I understood, of course. But that didn't prevent me from
wanting to be swallowed up by the earth
just then. It was pathetic of me to think it would ever happen, him and me. Did I think he would be the boyfriend who'd walk me to class, carry my books, take me to school dances? He was never going to be
normal
.

Why did I even...

Quin's hand had not left my arm, his fingers still on my skin. Tapped my wrist once, twice.

"I will tell you something," he said, and he looked
unsure
to me, so unlike him. "I'm deciding to tell you not to change your mind, but to reassure you that you're making the right decision, because I see you're afraid."

"I didn't think I was afraid, but now I am."

"What you've seen, those dreams, they never happened."

My heart sank. A lot. "Great, so I'm crazy on top of everything else."

He paused, unsure still, and then shook his head. "You're not crazy. Some things that you've shown me are very real. Except I don't recall any of it."

"I'm crazy then. I thought I was dreaming about you but I wasn't."

He lifted my hand and held it to his lips. "My Hannah..."

My still completely human heart just stopped, or something close to that, as he searched for his words.

"...it means that life is short and if you want to be with someone else now, I shouldn't stop you. And yet, for you, life will also be very long, and trying, but I believe we'll be living it together."

"I don't..."

"I think you're seeing the future, Hannah. Our future. You are. I believe it."

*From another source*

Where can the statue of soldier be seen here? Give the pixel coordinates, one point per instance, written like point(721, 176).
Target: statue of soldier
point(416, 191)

"It's impossible. I... Didn't you and Diego fight over something before?"

"Not like what you've seen. But I know it's within him to try."

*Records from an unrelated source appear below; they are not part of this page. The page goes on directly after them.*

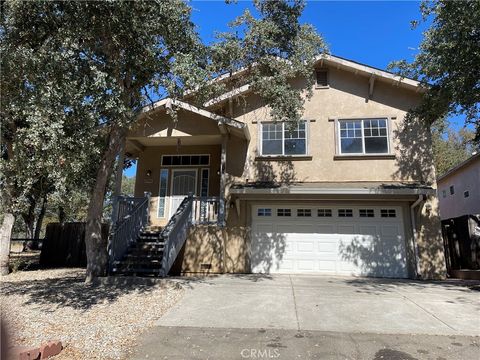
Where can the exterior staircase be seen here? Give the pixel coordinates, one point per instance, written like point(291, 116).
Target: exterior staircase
point(144, 256)
point(138, 249)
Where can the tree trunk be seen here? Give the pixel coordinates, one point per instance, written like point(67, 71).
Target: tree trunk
point(97, 256)
point(5, 236)
point(29, 219)
point(41, 216)
point(61, 215)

"But didn't the myths say something about
—"

He waved a hand dismissively. "We create our myths for our own purposes. Many of the stories you've heard have never happened. Unless they were meant to, eventually."

"But that would make them prophecies."

"I guess they would be. If you believed in that."

"Then they should be
labeled
prophecies or something! How can I—maybe it's not me there. I don't..."

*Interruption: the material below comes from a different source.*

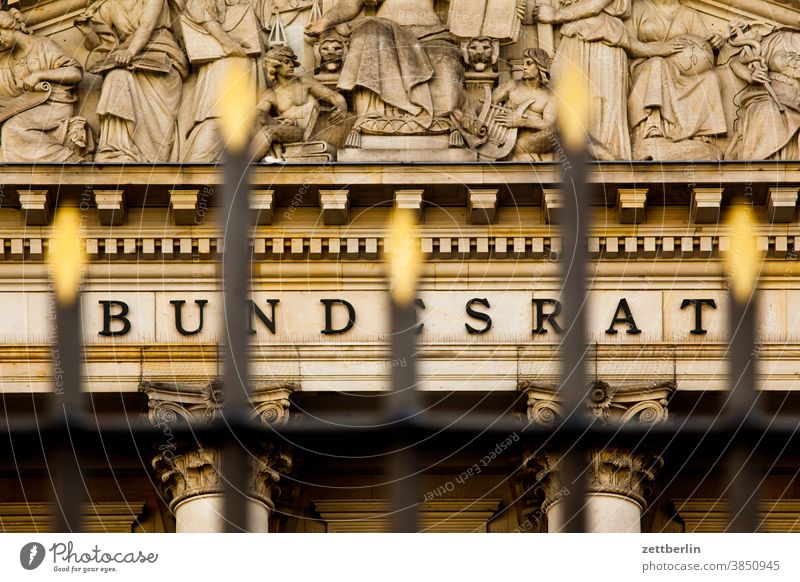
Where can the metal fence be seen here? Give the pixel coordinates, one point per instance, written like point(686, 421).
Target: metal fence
point(743, 434)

"The goddess didn't look like you do now? Did I ever look the same?"

He didn't, that was true. And yet I always knew it was him. I just... didn't know it was me.

That was me.

That was me?

Everything I saw, and heard, and did...

My heart didn't know how to take this. "How can you be sure?"

"I don't need to be. I don't wish to know more, but this... It gives me hope. Do you love Robbie now?"

What? I still wasn't over the seeing into our future. Together. A minute ago I would have said yes, I loved Robbie, definitely. "I think I owe it to myself to find out."

"Then you should be with him, now. And when you no longer feel the need to, you move on, as he will. Everyone does it, you know this."